Bella, die Hündin meiner im Ausserrhodischen wohnenden Schwester, ist so ein Bläss. Wobei es bei Bella atypischerweise nur die ersten fünf, zehn Minuten der Bekanntschaft sind, in denen man die eigenen Bewegungen vorsichtig gestalten sollte. Danach ist das Gröbste überstanden und beginnen konstruktivere Eigenschaften zu wirken. Will heissen, Bella wird einen bald in Ruhe lassen, wenn man nur in der Kennenlernphase darauf geachtet hat, nicht die Arme unkontrolliert baumeln zu lassen: Sie könnte einen Kuhschwanz vermuten und reflexartig zuschnappen. Man sagt ja auch, dass Hunde nicht besonders gut sehen.
Bella und ich haben den heiklen Anfang problemlos hinter uns gebracht, sind gute Freunde geworden, ziehen immer wieder mal zusammen ins Gelände. Hier unsere schönste Route. Sie beginnt beim Bahnhof Altstätten im St. Galler Rheintal, wo ein Wegweiser Richtung Sommersberg zeigt. Bella und ich queren das schmucke Städtchen und das Einfamilienhausviertel am Hang. Nun geht es am linken Rand des Brendenbachs via Fideren zur Alp Chlosmeren. Schliesslich, nach gut drei Stunden aufwärts laufen, erreichen wir den aussichtsreichen Rücken des Sommersberges und sind also wieder im Appenzellerland. In der rustikalen Kleinwirtschaft ist Gelegenheit, zu essen und zu trinken. Hernach führt der Weg steil, doch nicht abschüssig hinab nach Gais.
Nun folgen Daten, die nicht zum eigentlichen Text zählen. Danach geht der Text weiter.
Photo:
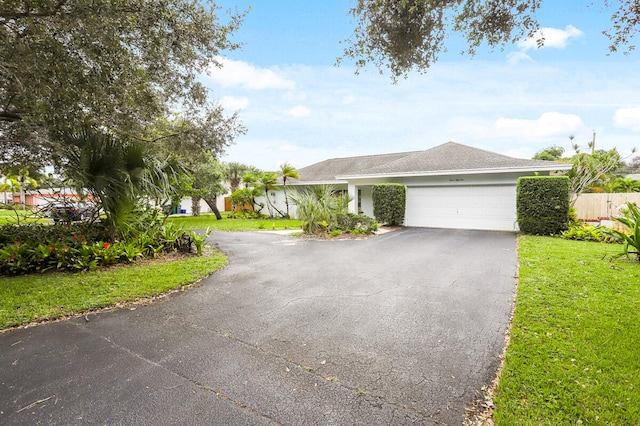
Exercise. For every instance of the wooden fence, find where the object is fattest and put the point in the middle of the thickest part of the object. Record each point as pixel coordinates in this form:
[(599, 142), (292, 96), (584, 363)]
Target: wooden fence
[(594, 207)]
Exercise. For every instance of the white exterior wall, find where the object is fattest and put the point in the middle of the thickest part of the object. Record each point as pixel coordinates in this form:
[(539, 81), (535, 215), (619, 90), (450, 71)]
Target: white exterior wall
[(186, 205)]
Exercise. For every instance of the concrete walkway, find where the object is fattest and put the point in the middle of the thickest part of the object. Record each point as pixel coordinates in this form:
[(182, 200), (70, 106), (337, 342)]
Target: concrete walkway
[(402, 328)]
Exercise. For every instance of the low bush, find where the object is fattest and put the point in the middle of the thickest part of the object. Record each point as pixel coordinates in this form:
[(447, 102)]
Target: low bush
[(542, 204), (630, 240), (582, 232), (76, 247), (389, 201), (355, 223)]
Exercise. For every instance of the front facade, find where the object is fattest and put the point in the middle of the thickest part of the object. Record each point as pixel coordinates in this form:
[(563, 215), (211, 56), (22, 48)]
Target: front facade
[(448, 186)]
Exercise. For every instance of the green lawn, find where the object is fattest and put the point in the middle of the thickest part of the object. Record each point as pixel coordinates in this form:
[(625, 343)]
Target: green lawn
[(574, 355), (208, 220), (38, 297)]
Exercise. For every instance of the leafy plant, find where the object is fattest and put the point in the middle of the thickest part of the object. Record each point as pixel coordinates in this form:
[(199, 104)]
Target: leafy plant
[(584, 232), (542, 204), (316, 206), (355, 223), (389, 201), (630, 240), (199, 240)]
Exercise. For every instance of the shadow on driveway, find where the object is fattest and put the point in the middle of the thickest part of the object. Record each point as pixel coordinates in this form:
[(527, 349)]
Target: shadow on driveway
[(401, 328)]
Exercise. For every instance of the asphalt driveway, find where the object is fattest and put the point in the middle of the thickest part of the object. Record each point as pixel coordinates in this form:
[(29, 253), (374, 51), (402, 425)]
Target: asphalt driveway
[(402, 328)]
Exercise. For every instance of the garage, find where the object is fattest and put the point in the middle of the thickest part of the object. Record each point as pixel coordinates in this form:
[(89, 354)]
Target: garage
[(488, 207), (448, 186)]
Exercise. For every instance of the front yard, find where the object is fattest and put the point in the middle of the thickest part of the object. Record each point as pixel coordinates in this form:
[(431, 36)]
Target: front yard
[(208, 220), (574, 351)]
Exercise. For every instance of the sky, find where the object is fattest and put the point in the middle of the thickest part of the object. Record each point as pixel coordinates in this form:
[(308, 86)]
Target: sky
[(298, 107)]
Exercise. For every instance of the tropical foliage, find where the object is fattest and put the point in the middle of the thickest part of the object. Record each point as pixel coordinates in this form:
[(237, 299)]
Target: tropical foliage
[(287, 171), (83, 246), (323, 209), (630, 240), (542, 204)]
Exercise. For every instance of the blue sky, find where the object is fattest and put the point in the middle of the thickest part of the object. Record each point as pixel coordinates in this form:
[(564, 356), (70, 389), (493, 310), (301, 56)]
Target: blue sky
[(299, 108)]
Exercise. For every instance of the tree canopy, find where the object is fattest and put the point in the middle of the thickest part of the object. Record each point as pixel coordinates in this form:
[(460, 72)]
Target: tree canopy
[(405, 35), (115, 64)]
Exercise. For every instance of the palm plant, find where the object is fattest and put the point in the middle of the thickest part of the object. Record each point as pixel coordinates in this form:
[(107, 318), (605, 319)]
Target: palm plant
[(626, 185), (630, 240), (316, 207), (268, 181), (287, 171), (116, 173)]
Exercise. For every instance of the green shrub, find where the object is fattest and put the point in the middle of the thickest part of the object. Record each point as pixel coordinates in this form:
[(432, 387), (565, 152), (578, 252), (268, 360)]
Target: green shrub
[(543, 204), (587, 233), (630, 240), (350, 222), (39, 248), (389, 202)]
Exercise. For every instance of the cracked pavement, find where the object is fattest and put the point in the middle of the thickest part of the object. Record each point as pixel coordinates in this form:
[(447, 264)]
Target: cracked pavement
[(402, 328)]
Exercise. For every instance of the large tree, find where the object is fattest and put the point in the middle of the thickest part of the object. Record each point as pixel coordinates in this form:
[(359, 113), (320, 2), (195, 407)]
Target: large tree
[(403, 35), (117, 64)]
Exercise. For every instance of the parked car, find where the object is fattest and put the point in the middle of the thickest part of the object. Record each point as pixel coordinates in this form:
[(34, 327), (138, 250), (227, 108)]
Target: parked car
[(69, 212)]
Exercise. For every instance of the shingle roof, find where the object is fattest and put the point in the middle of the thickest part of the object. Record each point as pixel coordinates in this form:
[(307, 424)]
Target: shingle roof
[(449, 156)]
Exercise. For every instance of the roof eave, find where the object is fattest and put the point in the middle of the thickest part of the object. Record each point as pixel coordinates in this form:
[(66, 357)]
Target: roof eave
[(320, 182), (559, 167)]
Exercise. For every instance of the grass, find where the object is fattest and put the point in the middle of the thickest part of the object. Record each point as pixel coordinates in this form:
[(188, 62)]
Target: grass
[(574, 356), (208, 220), (38, 297)]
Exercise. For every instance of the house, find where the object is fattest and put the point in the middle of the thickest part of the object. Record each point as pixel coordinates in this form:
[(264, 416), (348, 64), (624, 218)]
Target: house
[(448, 186)]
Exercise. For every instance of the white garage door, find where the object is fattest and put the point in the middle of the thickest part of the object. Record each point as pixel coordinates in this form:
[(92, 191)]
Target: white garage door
[(491, 207)]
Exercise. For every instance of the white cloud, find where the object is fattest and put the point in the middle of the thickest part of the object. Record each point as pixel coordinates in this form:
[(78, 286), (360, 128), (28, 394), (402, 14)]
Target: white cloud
[(298, 111), (628, 118), (515, 57), (234, 103), (547, 125), (552, 37), (246, 75), (289, 148)]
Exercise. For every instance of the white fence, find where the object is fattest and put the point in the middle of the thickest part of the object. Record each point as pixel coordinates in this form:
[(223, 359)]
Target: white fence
[(594, 207)]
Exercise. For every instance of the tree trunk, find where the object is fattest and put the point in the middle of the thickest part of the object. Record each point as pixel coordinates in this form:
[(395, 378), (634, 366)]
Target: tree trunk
[(195, 206), (212, 203)]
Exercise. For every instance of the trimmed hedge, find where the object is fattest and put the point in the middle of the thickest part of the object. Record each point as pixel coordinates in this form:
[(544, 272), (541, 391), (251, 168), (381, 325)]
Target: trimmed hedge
[(543, 204), (389, 200)]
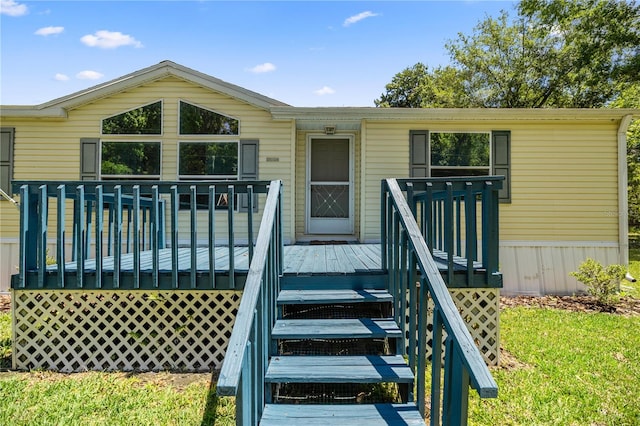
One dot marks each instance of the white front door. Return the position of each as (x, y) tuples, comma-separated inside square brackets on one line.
[(329, 185)]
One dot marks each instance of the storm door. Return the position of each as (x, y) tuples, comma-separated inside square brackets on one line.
[(329, 186)]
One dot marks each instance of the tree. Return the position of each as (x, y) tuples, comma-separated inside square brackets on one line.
[(555, 53)]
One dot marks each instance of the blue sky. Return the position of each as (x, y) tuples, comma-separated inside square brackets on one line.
[(302, 53)]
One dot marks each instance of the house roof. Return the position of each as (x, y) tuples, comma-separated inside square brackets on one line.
[(58, 108), (347, 117)]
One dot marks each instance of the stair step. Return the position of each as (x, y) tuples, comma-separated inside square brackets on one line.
[(288, 297), (363, 414), (363, 328), (339, 369)]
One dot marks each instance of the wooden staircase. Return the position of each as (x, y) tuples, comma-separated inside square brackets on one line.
[(338, 361)]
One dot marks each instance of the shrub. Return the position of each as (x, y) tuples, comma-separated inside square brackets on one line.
[(602, 283)]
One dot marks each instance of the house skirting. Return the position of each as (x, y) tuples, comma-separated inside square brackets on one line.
[(72, 331), (536, 268)]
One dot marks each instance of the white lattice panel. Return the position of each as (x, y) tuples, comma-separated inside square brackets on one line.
[(480, 310), (70, 331)]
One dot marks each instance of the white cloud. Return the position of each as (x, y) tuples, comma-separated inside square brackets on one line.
[(49, 31), (11, 8), (359, 17), (326, 90), (109, 40), (262, 68), (89, 75)]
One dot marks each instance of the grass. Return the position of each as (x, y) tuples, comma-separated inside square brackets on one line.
[(572, 368)]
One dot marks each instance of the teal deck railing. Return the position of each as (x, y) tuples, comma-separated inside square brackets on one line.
[(129, 234), (458, 218), (246, 360), (414, 278)]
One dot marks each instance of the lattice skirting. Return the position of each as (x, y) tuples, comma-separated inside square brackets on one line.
[(480, 309), (71, 331)]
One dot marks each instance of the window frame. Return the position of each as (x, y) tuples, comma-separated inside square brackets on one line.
[(136, 134), (131, 177), (208, 135), (488, 168)]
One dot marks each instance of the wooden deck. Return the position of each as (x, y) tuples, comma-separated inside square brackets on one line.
[(338, 262)]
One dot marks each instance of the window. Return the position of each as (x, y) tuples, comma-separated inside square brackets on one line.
[(6, 159), (218, 160), (459, 154), (207, 160), (444, 154), (145, 120), (130, 159), (195, 120)]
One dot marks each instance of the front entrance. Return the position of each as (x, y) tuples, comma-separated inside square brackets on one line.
[(329, 203)]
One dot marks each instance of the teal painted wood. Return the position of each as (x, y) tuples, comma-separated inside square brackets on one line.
[(117, 234), (43, 210), (174, 235), (156, 230), (99, 234), (347, 415), (136, 236), (362, 328), (61, 227), (212, 235), (80, 230), (463, 360), (231, 227), (194, 236), (241, 369)]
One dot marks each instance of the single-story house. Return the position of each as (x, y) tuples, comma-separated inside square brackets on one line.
[(564, 197)]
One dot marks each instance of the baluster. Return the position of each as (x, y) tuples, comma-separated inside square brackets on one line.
[(212, 236), (154, 237), (117, 235), (194, 236), (80, 237), (250, 221), (136, 235), (231, 229), (43, 211), (60, 252), (174, 236), (99, 235)]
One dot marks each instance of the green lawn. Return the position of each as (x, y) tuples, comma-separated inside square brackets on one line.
[(569, 368)]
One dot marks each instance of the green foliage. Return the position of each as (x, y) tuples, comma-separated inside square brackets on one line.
[(554, 53), (602, 283), (146, 120), (565, 368)]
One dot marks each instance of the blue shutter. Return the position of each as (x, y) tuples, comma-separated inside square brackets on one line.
[(248, 165), (501, 164), (419, 153), (89, 158), (6, 159)]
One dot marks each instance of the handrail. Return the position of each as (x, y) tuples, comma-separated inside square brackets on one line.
[(409, 261), (116, 219), (247, 355)]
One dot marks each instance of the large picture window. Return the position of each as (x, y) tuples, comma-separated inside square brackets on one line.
[(207, 160), (145, 120), (459, 154), (130, 159), (195, 120)]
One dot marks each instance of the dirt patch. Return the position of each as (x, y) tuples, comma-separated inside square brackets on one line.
[(627, 306)]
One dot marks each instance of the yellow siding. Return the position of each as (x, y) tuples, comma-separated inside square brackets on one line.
[(50, 150), (564, 177)]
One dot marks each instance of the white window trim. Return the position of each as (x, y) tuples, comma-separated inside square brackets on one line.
[(207, 109), (131, 109), (210, 177), (149, 177), (488, 168)]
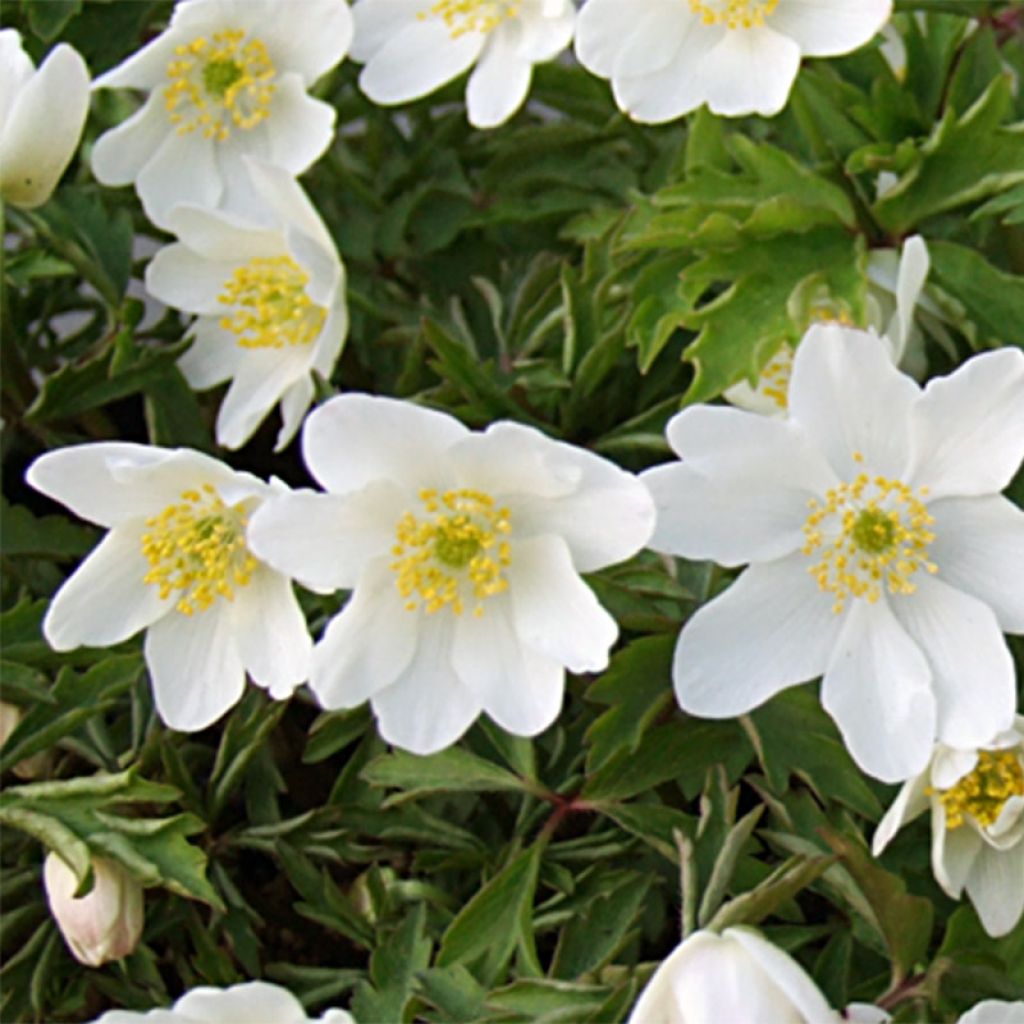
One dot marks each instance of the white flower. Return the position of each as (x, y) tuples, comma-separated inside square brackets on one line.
[(252, 1001), (412, 47), (463, 551), (269, 301), (56, 96), (977, 801), (735, 976), (666, 57), (896, 281), (883, 556), (227, 78), (175, 563), (105, 923)]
In Gais besteigen wir die Appenzellerbahn. Bella schaut mich müd und glücklich an, könnte sie reden, würde sie mir sagen: Du, das war ein schöner Tag! – Finde ich auch. Nur ein Sörgelchen habe ich noch. Denn jetzt erblicke ich den Kondukteur und hoffe, dass er nicht zu schnell näher kommt. Und dass er die Hand nicht zu abrupt nach unseren Billetten ausstreckt. Wer weiss, was Bella sonst tut.